Using eye tracking to investigate what native Chinese speakers notice about linguistic landscape images
Zichao Wei, Yewei Qin
TL;DR
This study applies eye-tracking to examine how native Chinese readers perceive linguistic landscapes, comparing attention to textual versus image content in storefront signs. Using the Eyelink 1000+ at 1000 Hz, nine Chinese participants viewed 39 real-world LL images from Wuhan, with fixations categorized into text and image interest areas. Results show longer fixation durations and more fixations on text than on images ($p<0.01$), with early dominance of text and later partial normalization, supporting the idea that information density drives LL perception in real-world scenes. The work discusses how contextual complexity, information density, and cultural factors shape gaze behavior, and argues for expanding the informational function of LL to include perceptual processing insights from psycholinguistics. These findings advance sociolinguistic research by integrating eye-tracking into linguistic landscape analysis and have implications for language policy and urban signage design.
Abstract
Linguistic landscape is an important field in sociolinguistic research. Eye tracking technology is a common technology in psychological research. There are few cases of using eye movement to study linguistic landscape.
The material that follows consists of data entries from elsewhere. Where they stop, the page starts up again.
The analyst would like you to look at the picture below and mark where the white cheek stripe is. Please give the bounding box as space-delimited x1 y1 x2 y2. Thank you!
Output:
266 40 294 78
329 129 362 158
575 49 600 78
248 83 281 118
This paper uses eye tracking technology to study the actual fixation of the linguistic landscape and finds that in the two dimensions of fixation time and fixation times, the fixation of native Chinese speakers to the linguistic landscape is higher than that of the general landscape. This paper argues that this phenomenon is due to the higher information density of linguistic landscapes. At the same time, the article also discusses other possible reasons for this phenomenon.